O subcontinente indiano – onde se situam a Índia e o Paquistão – permanece um dos mais perigosos cantos do mundo, e continua a constituir uma profunda ameaça para a estabilidade global e atual ordem mundial. A fronteira de quase 3000 Kms e o único local no mundo onde dois países hostis, com armamento nuclear, se enfrentam todos os dias. E o risco de um conflito nuclear tem continuado a aumentar nos últimos anos, até a um ponto em que é agora uma possibilidade bastante verosímil.

A Índia e o Paquistão travaram três guerras desde que conseguiram a independência em 1947, incluindo uma que terminou em 1971 em que o Paquistão perdeu aproximadamente metade do território (o que é hoje o Bangladesh). Hoje, a disputada Linha de Controlo que divide a região de Caxemira é ainda um forte ponto de tensão.

Tanto a crise de Kargil de 1999 como o ataque de 2001 ao parlamento indiano fizeram com que ambos os países se aproximassem novamente da guerra. Ainda assim, diferentemente das outras guerras, essas crises ocorreram depois de ambos os países se terem tornado potências nucleares. Uma intervenção diplomática rápida e efetiva teve um papel determinante de impedir um conflito armado de larga escala durante ambas as crises.

Hoje a situação é ainda mais perigosa.

Desde 2004 a Índia tem estado a desenvolver uma nova doutrina militar intitulada de “Princípio Frio”, uma opção de guerra militar desenhada para impedir Islamabad de patrocinar ataques irregulares contra Nova Deli. Envolve uma retaliação convencional rápida para qualquer de esses ataques, lançando uma série de ataques rápidos sobre o Paquistão e assegurando objetivos que se encontram abaixo do ponto de recurso à força nuclear por parte do Paquistão. De acordo com esta doutrina, o exército indiano deverá ser capaz de mobilizar meio milhão de soldados em menos de 72 horas.

O problema é que, contrariamente aos seus vizinhos Índia e China, o Paquistão não renunciou ao uso inicial de armas nucleares. Em vez disso, os líderes paquistaneses anunciaram que poderão ter de usar armas nucleares primeiro de forma a se defenderem de um ataque convencional da Índia. Desse modo, para contra-atacar o “Princípio Frio” e para ajudar a contrabalançar a superioridade da Índia em termos convencionais, o Paquistão acelerou o seu programa de armamento nuclear, e tem agora armas nucleares táticas de curto alcance. Alguns observadores consideram que este programa nuclear é aquele de crescimento mais rápido em todo o mundo. É provável que em 2020 o Paquistão tenha material suficiente para ter mais de 200 ogivas nucleares, bem mais do que as que o Reino Unido espera ter por essa altura.

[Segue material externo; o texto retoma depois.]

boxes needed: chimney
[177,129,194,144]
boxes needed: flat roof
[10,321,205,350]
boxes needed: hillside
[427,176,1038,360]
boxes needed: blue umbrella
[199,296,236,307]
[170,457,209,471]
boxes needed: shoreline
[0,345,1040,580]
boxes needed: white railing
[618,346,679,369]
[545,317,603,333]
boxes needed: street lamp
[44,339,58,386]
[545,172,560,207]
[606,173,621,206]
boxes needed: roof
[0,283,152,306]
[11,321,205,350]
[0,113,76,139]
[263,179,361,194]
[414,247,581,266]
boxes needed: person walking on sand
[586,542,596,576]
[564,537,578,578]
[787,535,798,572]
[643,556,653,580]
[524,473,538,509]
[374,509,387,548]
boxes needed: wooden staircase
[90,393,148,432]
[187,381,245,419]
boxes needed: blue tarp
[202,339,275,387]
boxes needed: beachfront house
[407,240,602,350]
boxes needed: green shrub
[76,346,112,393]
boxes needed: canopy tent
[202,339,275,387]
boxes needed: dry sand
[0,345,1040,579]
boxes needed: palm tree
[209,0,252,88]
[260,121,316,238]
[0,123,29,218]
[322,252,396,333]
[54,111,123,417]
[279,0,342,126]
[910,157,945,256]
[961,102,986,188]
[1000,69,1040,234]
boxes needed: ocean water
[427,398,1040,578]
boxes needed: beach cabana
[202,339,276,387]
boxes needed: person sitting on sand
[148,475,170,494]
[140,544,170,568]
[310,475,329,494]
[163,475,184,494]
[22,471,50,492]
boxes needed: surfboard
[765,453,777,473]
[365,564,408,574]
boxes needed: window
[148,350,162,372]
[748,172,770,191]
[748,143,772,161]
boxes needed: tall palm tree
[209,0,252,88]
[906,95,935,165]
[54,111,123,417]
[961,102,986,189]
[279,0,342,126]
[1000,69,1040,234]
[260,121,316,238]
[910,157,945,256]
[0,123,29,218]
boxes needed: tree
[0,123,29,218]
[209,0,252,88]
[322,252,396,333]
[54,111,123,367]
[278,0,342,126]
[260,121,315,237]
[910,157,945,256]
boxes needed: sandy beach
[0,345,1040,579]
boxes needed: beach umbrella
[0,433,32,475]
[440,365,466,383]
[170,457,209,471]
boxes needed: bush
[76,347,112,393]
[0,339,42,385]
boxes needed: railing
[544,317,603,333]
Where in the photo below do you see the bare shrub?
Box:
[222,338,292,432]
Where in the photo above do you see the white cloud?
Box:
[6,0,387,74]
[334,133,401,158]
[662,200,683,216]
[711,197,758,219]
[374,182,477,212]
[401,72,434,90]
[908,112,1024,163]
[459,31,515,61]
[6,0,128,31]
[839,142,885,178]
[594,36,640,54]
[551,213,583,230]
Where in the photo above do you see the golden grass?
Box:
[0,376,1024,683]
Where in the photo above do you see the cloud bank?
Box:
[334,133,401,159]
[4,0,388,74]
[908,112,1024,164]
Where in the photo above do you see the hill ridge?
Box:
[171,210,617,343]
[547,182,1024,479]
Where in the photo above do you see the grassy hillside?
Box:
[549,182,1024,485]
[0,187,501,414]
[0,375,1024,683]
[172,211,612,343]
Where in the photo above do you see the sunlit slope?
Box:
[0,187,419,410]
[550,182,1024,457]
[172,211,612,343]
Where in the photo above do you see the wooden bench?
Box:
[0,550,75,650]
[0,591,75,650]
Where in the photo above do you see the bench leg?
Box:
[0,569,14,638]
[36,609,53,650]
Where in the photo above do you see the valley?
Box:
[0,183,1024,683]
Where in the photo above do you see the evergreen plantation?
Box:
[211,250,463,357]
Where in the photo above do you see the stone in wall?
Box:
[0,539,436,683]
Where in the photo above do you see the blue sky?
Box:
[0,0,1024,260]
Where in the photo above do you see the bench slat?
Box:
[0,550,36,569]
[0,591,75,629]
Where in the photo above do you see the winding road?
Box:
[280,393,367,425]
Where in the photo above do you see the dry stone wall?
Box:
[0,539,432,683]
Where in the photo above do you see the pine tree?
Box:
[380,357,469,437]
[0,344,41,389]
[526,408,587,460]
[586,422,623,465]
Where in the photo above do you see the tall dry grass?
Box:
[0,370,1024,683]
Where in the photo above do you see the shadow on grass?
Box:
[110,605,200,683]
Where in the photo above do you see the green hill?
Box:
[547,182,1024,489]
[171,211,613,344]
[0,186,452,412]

Não é apenas uma questão do ritmo a que o país se está a armar. O arsenal do Paquistão de armas nucleares táticas é influente de outras formas. O Paquistão claramente tenciona usar essas armas – no seu próprio solo se necessário – para contra-atacar uma ofensiva indiana. A introdução dessas armas alterou a geometria entre ambos os poderes nucleares e aumentou o risco do recurso às armas nucleares durante uma crise.

Além disso, o programa em crescimento de armas nucleares táticas do Paquistão também traz um vasto leque de outras características desestabilizadoras à situação já instável:

  • a necessidade de posicionar as armas de pequeno raio de ação próximas da fronteira com a Índia onde as mesmas podem ser perdidas para o inimigo;
  • a necessidade de mover e distribuir as armas durante uma crise;
  • a possibilidade de que os comandos locais fiquem numa situação de "usá-las ou perdê-las".

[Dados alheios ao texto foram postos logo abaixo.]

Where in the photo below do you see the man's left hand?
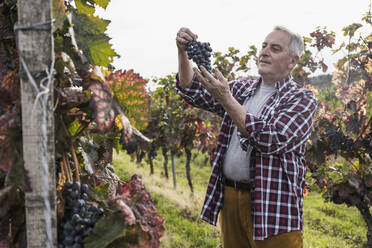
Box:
[194,66,231,104]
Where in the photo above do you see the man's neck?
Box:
[262,74,289,85]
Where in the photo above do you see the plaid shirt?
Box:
[176,75,317,240]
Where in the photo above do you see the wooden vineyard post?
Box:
[15,0,57,248]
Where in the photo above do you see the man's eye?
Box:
[271,47,280,52]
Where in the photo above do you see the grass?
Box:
[114,149,367,248]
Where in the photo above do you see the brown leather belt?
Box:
[223,178,253,190]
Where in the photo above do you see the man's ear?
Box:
[288,55,300,70]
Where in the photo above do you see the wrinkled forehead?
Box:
[263,30,291,48]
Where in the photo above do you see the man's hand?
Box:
[176,27,198,52]
[194,66,232,105]
[193,66,248,137]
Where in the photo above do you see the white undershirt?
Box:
[223,83,275,181]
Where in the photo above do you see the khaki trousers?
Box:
[218,186,303,248]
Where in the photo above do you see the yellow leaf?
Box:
[115,114,123,130]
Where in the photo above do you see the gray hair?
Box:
[274,26,304,57]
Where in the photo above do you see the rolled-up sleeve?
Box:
[238,90,317,155]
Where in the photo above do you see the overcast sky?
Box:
[96,0,371,78]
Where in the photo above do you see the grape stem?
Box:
[61,117,80,183]
[62,152,72,182]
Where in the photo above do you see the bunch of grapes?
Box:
[362,121,372,154]
[326,129,354,152]
[185,40,212,72]
[58,181,103,248]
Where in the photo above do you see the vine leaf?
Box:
[72,12,119,67]
[89,80,116,133]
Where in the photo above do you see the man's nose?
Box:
[259,47,269,57]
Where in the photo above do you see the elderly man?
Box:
[176,27,317,248]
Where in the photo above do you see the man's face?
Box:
[258,30,297,83]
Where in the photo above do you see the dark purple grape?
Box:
[64,181,72,189]
[81,183,89,193]
[72,182,80,190]
[88,206,98,213]
[72,243,83,248]
[63,222,73,231]
[70,190,79,200]
[63,235,74,245]
[80,193,88,201]
[74,235,83,243]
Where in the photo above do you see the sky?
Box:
[96,0,371,79]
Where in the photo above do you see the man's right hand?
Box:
[176,27,198,52]
[176,28,198,88]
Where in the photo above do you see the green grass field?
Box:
[114,152,367,248]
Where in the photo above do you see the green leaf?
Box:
[84,214,127,248]
[75,0,95,15]
[91,182,110,200]
[88,37,119,67]
[68,119,81,136]
[93,0,110,9]
[342,23,363,37]
[72,13,119,67]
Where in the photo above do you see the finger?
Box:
[215,69,227,83]
[177,32,194,41]
[180,27,198,40]
[193,67,210,89]
[200,65,216,82]
[176,37,189,45]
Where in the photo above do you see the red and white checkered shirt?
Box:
[176,75,317,240]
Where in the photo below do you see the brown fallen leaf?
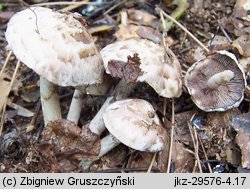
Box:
[38,119,100,172]
[136,26,162,43]
[128,9,158,26]
[232,34,250,57]
[108,53,142,83]
[115,24,140,40]
[0,73,10,112]
[229,112,250,169]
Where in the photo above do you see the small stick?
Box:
[194,127,203,173]
[60,0,91,12]
[218,20,232,43]
[102,0,126,15]
[147,152,157,173]
[0,51,12,77]
[0,60,20,136]
[31,1,94,7]
[167,99,175,173]
[198,136,213,173]
[157,7,210,53]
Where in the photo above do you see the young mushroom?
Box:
[83,99,168,169]
[89,39,182,135]
[103,99,167,152]
[100,39,182,98]
[185,50,246,112]
[5,7,103,124]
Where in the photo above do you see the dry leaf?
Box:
[40,119,100,161]
[115,24,140,41]
[108,53,142,83]
[229,112,250,169]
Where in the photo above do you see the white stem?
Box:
[67,89,82,124]
[40,77,62,126]
[80,134,120,170]
[89,97,113,136]
[89,80,136,136]
[97,134,121,159]
[207,70,234,89]
[86,74,113,96]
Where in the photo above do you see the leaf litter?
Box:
[0,0,250,172]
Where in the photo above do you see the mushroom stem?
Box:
[67,74,112,124]
[89,80,136,136]
[81,134,121,170]
[207,70,234,89]
[67,89,83,124]
[40,77,62,126]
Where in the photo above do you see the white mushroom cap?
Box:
[100,39,182,98]
[103,99,166,152]
[5,7,103,86]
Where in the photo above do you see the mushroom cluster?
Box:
[5,7,104,125]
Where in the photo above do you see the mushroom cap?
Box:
[5,7,104,86]
[185,50,246,112]
[103,99,166,152]
[100,39,182,98]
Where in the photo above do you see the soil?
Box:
[0,0,250,172]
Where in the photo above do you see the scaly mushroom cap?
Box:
[5,7,103,86]
[103,99,166,152]
[100,39,182,98]
[185,51,246,112]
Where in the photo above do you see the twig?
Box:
[0,51,12,77]
[103,0,126,15]
[198,136,213,173]
[0,60,20,136]
[193,127,203,173]
[60,0,91,12]
[218,20,232,43]
[164,0,188,31]
[31,1,94,7]
[167,99,175,173]
[147,152,157,173]
[156,7,210,53]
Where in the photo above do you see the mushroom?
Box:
[89,39,182,135]
[5,7,103,124]
[185,50,246,112]
[103,99,166,152]
[100,39,182,98]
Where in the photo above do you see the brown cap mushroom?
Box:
[185,50,246,112]
[103,99,166,152]
[5,7,103,86]
[100,39,182,98]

Além disso, elevados números de pequenas armas nucleares espalhadas por diferentes localizações aumenta o risco de que algumas caiam nas mãos de grupos extremistas. A possibilidade de um grupo terrorista obter o controlo de armas nucleares constitui um dos potenciais mais assustadores da atual corrida armamentista.

Talvez o cenário mais perigoso que poderia conduzir à catástrofe seria uma repetição dos ataques terroristas de Mumbai em 2008. Em novembro de 2008 10 terroristas lançaram ataques que mataram 166 pessoas antes do último dos atacantes ser finalmente morto pelas forças de segurança indianas quase 60 horas depois dos ataques terem começado. Havia forte evidência de que os atacantes eram paquistaneses e pertenciam a um grupo militante apoiado pelo governo do Paquistão. A fúria e humilhação dos indianos era imensa. Só através da combinação de pressão diplomática por parte dos EUA e imensa coibição do primeiro-ministro indiano Manmohan Singh foi evitado um ataque de retaliação por parte da Índia.

As possibilidades de tamanha contenção indiana caso um evento similar se repita são mínimas.

Peritos como Stephen Cohen da Brookings Institution e o ex-embaixador dos EUA na Índia Robert Blackwill concordam que se a mesma situação se repetisse, o primeiro-ministro indiano Narendra Modi não hesitaria em usar força militar como resposta, contrariamente aos seus predecessores. A opinião pública indiana exigiria retaliação, especialmente depois do grau impopular de contenção exercido pelo governo de Singh depois dos ataques em Mumbai. A ajudar ao perigo inclui-se o facto de não haver diálogo significativo entre os dois países: a reunião marcada para agosto passado entre dois conselheiros de segurança nacional de ambos os países foi cancelada devido a divergências relativas á questão de Caxemira.

É possível que haja muito pouco que os EUA e o resto do mundo possam fazer para evitar este potencial conflito. Mesmo assim, os riscos tremendos de tal situação requerem que os políticos dos EUA devotem mais tempo e energia a tentar impedi-la. Os EUA deveriam trabalhar arduamente para catalisar medidas que aumentem a confiança entre as duas partes, tentando abrir mais canais de diálogo. Encontros discretos, longe dos olhares públicos entre chefes militares de ambos os países ajudaria a suavizar as tensões e a explorar como evitar um conflito nuclear. Os EUA também deveriam estimular que os líderes civis e militares de ambos os países encetassem uma série de relações bilaterais que se poderiam tornar vitais em caso de ocorrência de uma nova crise. E os EUA deveria continuar a encorajar o Paquistão a abrandar o seu emprego de armas nucleares táticas, e a mantê-las firmemente sob controlo, longe da fronteira. A falta de êxitos recentes da parte dos EUA neste tema só deve encorajar a que se façam esforços redobrados.

Uma guerra nuclear entre a China e o Paquistão iria alterar dramaticamente o mundo como o conhecemos. Os danos das explosões, a morte de milhões de pessoas e os desastres ambientais fariam que a detonação de apenas algumas armas se tornasse o maior problema do mundo. Não há falta de conflitos no mundo que exijam a atenção dos políticos de Washington e de outras capitais. Mas as consequências de uma guerra entre estes dois países exigem um foco especialmente urgente. Dar passos, ainda que lentos, no sentido de evitar os piores resultados deste “flamingo cor-de-rosa” é um investimento político que definitivamente vale a pena fazer.